Well it's Sunday morning, and as per tradition Liz is working her way through her hangover at the coffee shop and I am sitting around the house in my (cute) jammies doing my makeup and kind of talking to my BFF Kerra on the phone (see "The Jyll Bitch Move" for more information on that). We aren't usually such degenerate drunks, but I think our newfound friendship is bringing out the idiot in both of us. With my inner idiot quite naturally dwarfing Lizzie's. We aren't usually such retards, though, even though our behavior last night doesn't lend credence to the fact. The owner of the deli on 12th and A certainly wasn't very impressed with our intelligence, what with the massive pile of cheetohs we left on the floor and the time we spent reading our fortunes in our baci chocolates. Sorry, Li-Chen, we'll be good girls next weekend!
We really are nice girls though. Smart, too, questionable on my part but a big for sure on Liz's. She has a BA in English from the University of Michigan. I have a BA in History from San Francisco State. We graduated in 2007 and have so far used our liberal arts degrees to advance ourselves in such exciting careers as food service and childcare. We're debating grad school but the cost is batshit insane so we're taking our sweet time.
I've spent the last two years traveling around Europe as an au pair, kind of a redneck Mary Poppins. I work my way from country to country, eating and drinking and flirting and playing with babies. I'm in New York because my visa expired in Italy and the new Schengen agreement makes it impossible to bribe your way to a new one like in the days of yore (or ummm so I've heard), so I found myself having to get the fuck out of Rome or lose my ability to enter the Schengen states for 10 years. I found a live-in nanny job in Manhattan, and four days later I was eating granola in the East Village.
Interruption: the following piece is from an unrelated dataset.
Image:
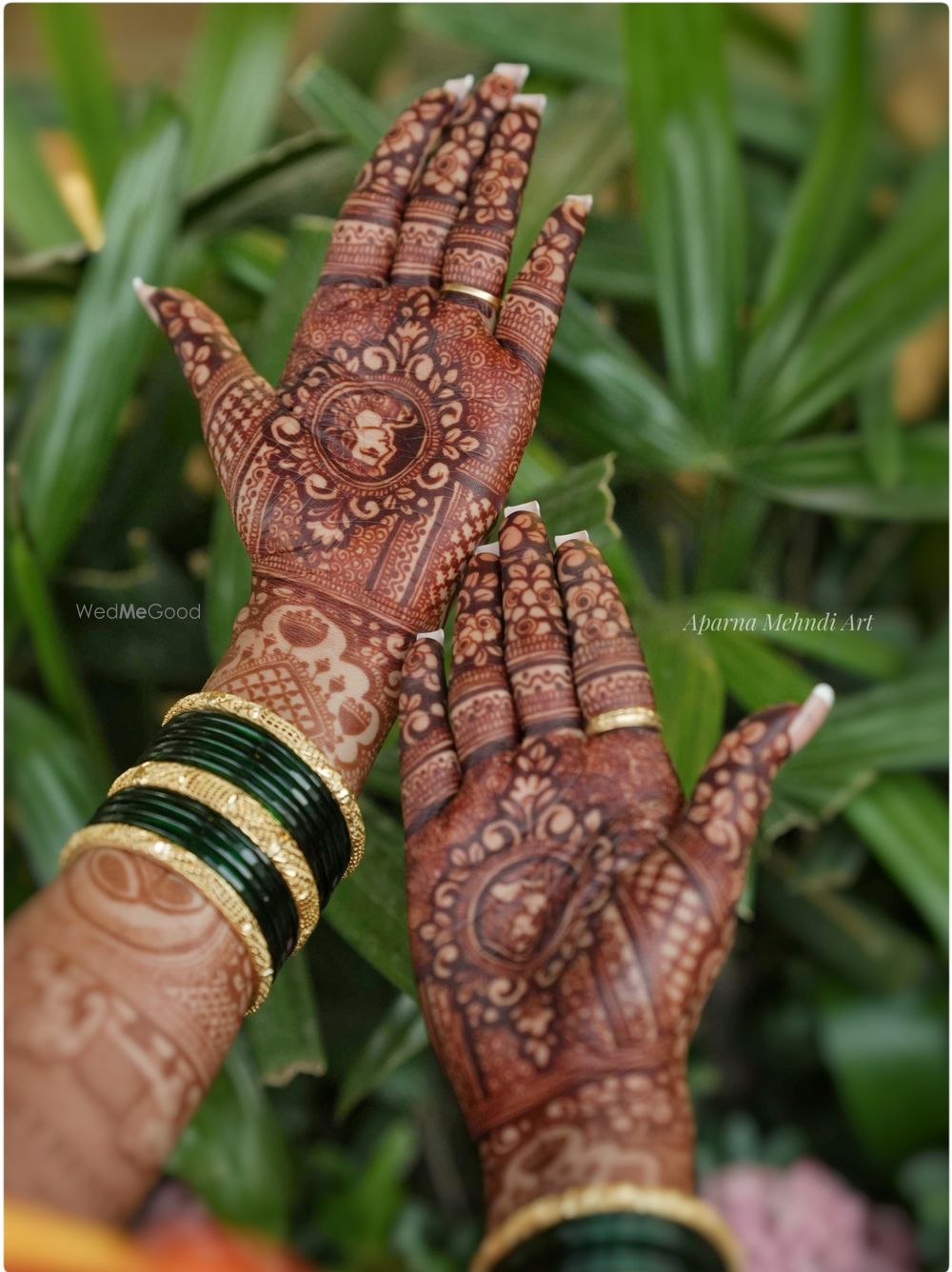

The family that I am living with now are stereotypes of themselves, but I love them anyway. He's a professor, she's a designer. They eat only raw food, including meat and dairy, which we have shipped in bi-weekly from an Amish farm in Pennsylvania. I know. Cooking food puts toxins in it, you see, which we humans mustn't have or we'll get old and get cancer. Raw food makes you live forever and you will NEVER get sick or wrinkled. If you do, you're simply detoxing from years of toxic waste in your system. Their doctor's book actually says that most of our bowel movements should come from e. coli and not from fiber. Which is cool, I mean I respect people who are crazy so good for them. I'm allowed to cook, but it's a great diet to live in a house with nothing but raw fatty organ meat and vegg. I've taken to eating raw eggs because it means I don't have to wash the pan, and raw meat is cool by me because it's just so savage that I can respect the concept. If they were raw vegan or something artsy I would talk a lot more smack, but how can I make fun of someone gnawing on a fattie piece of raw cow heart? It's just so real. It's a total culture shock from Italy, but I think New York is a total culture shock from anywhere.
More later, time to pick up my phone and "uh huh" Kerra.